The CBN boss disclosed that government policy on support for local production was gaining ground and attracting the interest of multinational companies who were already investing in rice production.
“We have seen multinationals coming to say they want to join in palm oil production. For instance, go to Cross River State, PZ Wilmar has been cultivating 58,000 hectares of palm plantation; Presco, Okomu are all doing something. So, if a PZ Wilmar needs foreign exchange because there is a little gap, I will not mind giving them because I have seen the interest they have shown cultivating more land.
“We have seen people like Coscharis who hitherto had been in automobile imports, has acquired thousands of hectares of land in Anambra trying to grow rice. We were there last year and this year we would be there again to see what they have done.
President, Association of Bureau De Change of Nigeria (ABCON), Aminu Gwadabe said some of the steps taken by the CBN has helped the market witness the absence of spurious demand and illegitimate forex transactions.

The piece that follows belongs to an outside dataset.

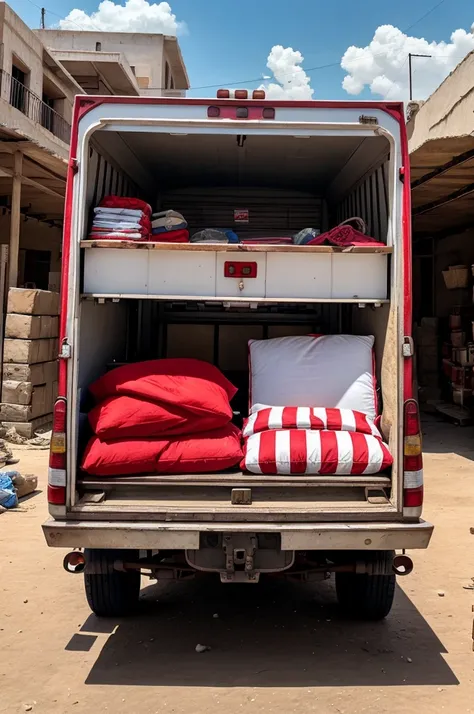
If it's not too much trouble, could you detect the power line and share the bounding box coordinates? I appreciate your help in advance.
[404,0,447,33]
[190,0,452,91]
[18,0,103,33]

Sub-Saharan Africa Economist at Renaissance Capital and co-Author of the Fastest Billion Yvonne Mhango said the CBN has shown absolute commitment to dealing with dwindling fortune of the naira.

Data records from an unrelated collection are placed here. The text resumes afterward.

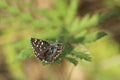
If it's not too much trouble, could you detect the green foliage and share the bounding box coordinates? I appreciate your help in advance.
[14,0,92,65]
[1,0,120,80]
[3,44,24,80]
[15,0,120,65]
[8,7,21,16]
[19,13,33,22]
[1,0,120,66]
[0,0,7,9]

“While Nigeria cannot do much to influence the oil price, the combination of measures sends a powerful signal to all stakeholders on the CBN’s intent to do what it can to preserve macroeconomic stability,” she said.
The CBN said part of its mandate would continue to act as financial catalyst in targeted sectors of the economy with humongous potential for creating jobs, reducing the country’s import bills in a very significant manner.
It said monetary policy alone cannot fully achieve the objective of macro-economic development through real sector financing.